Quel rapport y a-t-il entre les langues yolngu parlées dans le nord de l’Australie et les travaux du physicien hongro-américain Leó Szilárd ? À première vue, aucun. Sauf pour le romancier Richard Flanagan, originaire de Tasmanie, qui les invoque dans son nouveau texte, rêverie à la beauté limpide. Entremêlant sources historiques et scientifiques, croisant la réalité stricte et l’imagination, il élabore avec Question 7, un titre choisi en hommage à une nouvelle d’Anton Tchekhov, un récit-roman tout en flux et méandres à l’image de la rivière Franklin. Un cours d’eau que Flanagan connaît bien puisqu’il a failli y perdre la vie à 21 ans dans un accident de kayak. Il remonte à la source de son monde, du pays, de sa famille : ses parents nés pauvres, travailleurs et combatifs jusqu’au bout, l’emprisonnement du père au camp japonais d’Ohama, le « Chemin de fer de la mort », pendant la seconde guerre mondiale, l’extermination des Aborigènes par les colons britanniques. Les origines sont violentes, le monde qui en découle ne l’est pas moins. En Tasmanie, « l’histoire resurgissait constamment non comme réponse ou comme réconfort, non comme récit de progrès, mais comme lieu de massacres ».
Suivant un fil surprenant, il raconte la trajectoire d’artistes et de savants dont les choix auraient modifié l’avenir de l’humanité. Ainsi, pour se soustraire aux élans amoureux de la romancière Rebecca West, l’écrivain H. G. Wells, que la science-fiction rendra célèbre, fuit en Suisse et y rédige La Destruction libératrice, où il se plaît à imaginer une arme capable d’éradiquer la planète. C’est l’invention fictive de la bombe atomique. Vingt ans plus tard, Szilárd découvre le roman de Wells et prend la mesure de ce que serait une réaction nucléaire en chaîne : la fission, les bombes. Juif de gauche exilé aux États-Unis, Szilárd réussira, avec l’appui réservé d’Albert Einstein, à convaincre le président Franklin Delano Roosevelt de se doter de l’arme atomique, de peur que l’Allemagne nazie n’y parvienne la première. C’est le fameux projet Manhattan. On connaît la suite. La guerre du Pacifique et la bombe larguée par l’aviateur américain Thomas Ferebee sur Hiroshima, en août 1945, provoquant la mort de centaines de milliers de Japonais.
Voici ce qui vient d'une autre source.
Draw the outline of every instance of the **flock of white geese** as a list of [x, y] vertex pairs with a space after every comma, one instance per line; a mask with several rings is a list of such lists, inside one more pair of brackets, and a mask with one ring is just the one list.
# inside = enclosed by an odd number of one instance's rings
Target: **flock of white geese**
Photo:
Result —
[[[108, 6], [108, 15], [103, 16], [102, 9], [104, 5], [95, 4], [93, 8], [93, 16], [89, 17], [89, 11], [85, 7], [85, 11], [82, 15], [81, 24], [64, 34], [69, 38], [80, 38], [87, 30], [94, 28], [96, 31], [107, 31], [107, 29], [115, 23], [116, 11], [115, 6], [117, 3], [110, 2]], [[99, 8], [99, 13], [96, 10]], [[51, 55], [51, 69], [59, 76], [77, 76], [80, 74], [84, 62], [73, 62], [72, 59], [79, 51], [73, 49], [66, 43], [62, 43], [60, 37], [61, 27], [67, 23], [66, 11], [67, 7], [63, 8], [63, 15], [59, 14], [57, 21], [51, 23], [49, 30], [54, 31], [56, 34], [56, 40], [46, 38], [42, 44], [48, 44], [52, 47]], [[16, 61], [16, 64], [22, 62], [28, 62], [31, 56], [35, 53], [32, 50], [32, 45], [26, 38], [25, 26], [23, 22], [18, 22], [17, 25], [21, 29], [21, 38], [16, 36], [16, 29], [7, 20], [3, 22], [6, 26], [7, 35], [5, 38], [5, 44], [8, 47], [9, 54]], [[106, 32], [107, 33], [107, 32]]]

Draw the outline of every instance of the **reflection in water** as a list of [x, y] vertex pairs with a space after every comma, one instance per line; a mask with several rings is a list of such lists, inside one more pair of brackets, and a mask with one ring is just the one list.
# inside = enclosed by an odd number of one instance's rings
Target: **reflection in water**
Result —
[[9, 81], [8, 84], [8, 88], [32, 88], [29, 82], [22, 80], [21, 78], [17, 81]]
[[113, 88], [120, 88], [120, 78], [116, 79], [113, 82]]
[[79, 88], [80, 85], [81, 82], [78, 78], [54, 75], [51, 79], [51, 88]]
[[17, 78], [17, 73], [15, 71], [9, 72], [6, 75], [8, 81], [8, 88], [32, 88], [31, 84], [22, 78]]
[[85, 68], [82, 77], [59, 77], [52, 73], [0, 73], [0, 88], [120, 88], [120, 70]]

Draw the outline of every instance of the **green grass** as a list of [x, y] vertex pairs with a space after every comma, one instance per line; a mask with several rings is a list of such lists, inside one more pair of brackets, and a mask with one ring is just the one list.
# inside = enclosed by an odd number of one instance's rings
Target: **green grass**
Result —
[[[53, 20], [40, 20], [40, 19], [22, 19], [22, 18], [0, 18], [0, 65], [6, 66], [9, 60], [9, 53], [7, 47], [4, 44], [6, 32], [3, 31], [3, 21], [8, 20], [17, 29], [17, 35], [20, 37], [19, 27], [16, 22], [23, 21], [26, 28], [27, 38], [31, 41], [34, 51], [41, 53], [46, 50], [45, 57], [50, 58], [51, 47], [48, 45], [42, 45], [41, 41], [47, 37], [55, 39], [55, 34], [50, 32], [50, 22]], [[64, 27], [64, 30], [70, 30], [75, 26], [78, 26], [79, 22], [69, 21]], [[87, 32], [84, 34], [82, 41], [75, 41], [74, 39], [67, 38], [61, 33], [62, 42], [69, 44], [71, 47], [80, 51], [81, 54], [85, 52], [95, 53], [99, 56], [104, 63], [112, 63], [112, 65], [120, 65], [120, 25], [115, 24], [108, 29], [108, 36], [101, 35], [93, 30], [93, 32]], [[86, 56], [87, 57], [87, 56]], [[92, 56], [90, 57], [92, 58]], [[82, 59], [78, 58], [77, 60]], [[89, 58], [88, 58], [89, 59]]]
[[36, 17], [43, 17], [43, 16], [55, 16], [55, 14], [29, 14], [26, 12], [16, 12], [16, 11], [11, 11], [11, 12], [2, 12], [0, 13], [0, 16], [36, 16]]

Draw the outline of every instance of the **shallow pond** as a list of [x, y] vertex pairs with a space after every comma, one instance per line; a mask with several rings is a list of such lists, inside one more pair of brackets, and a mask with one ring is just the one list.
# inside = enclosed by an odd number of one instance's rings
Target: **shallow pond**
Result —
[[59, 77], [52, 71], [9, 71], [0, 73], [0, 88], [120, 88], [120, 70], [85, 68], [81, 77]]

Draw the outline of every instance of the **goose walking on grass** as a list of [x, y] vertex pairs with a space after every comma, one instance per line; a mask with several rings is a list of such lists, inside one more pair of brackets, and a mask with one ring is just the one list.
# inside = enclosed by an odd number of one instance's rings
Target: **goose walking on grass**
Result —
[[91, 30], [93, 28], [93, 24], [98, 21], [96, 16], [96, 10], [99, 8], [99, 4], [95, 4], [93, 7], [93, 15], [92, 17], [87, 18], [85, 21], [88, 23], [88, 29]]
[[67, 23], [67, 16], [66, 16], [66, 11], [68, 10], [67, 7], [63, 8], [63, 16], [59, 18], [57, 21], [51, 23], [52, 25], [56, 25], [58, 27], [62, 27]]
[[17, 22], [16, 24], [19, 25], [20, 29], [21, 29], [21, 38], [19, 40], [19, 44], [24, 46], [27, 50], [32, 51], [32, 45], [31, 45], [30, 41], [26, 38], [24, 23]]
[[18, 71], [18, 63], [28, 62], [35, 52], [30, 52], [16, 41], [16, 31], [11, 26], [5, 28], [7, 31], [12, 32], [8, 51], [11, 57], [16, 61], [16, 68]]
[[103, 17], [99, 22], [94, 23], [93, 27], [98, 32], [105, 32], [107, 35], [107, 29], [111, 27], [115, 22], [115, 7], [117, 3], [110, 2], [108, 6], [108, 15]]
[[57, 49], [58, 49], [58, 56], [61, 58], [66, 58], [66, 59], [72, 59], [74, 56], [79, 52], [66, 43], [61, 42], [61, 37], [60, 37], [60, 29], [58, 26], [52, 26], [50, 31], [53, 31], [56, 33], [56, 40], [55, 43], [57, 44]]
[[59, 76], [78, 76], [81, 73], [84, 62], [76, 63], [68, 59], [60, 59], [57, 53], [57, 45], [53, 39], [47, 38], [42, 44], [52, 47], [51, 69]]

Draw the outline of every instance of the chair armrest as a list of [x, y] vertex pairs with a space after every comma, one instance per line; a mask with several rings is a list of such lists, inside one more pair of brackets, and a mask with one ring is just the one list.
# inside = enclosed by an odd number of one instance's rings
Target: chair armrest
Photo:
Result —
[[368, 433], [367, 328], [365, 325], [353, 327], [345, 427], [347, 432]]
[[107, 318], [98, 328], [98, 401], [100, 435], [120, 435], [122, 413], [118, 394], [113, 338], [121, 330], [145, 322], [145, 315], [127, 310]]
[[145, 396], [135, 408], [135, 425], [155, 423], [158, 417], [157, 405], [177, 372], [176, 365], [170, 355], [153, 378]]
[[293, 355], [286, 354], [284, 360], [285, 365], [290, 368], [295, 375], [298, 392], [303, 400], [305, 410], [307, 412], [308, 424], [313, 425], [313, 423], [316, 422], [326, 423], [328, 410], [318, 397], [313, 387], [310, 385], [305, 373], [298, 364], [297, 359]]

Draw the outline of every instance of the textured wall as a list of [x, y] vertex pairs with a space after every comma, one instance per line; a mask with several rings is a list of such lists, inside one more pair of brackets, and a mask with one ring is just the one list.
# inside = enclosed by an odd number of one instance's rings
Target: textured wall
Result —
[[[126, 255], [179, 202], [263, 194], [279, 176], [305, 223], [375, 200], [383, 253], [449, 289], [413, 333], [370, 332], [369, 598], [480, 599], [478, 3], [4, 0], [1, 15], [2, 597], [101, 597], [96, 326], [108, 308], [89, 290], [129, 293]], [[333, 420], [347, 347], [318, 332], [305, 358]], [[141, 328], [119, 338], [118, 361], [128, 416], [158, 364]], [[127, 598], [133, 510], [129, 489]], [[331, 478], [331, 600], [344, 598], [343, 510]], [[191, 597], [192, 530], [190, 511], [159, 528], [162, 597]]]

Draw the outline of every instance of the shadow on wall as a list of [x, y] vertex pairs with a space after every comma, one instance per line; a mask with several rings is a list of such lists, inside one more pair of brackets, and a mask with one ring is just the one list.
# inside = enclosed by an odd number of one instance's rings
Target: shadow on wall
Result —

À la fin de la guerre, le sergent Flanagan, futur père de l’auteur, est libéré. Il passera sa vie à ne pas parler de ses blessures, en homme pudique, « foncièrement vaporeux, à la fois là et pas là, substance et non-substance », qui voyait l’existence « de biais », écrit son fils.
Flanagan restitue la portée des histoires vécues, ce qu’elles ont d’ordinaire, ce qu’elles ont d’unique. Les événements s’enchaînent, toute vie est implacablement prise dans un continuum, mais ne s’y réduit pas. Question 7 n’est pas un livre de vengeance sur les origines, mais un regard sur la destruction et la disparition, au sens parfois le plus concret — quand, par exemple, le tigre de Tasmanie passe une dernière fois sous les yeux de l’enfant Flanagan, sur une route déserte, la nuit, en 1966. Dans les langues yolngu, on ne se contente pas de conjuguer au passé, au présent, au futur : il est un quatrième temps. Tout comme il est une saison supplémentaire. C’est peut-être dans cette dimension-là que conduit l’écriture de Flanagan.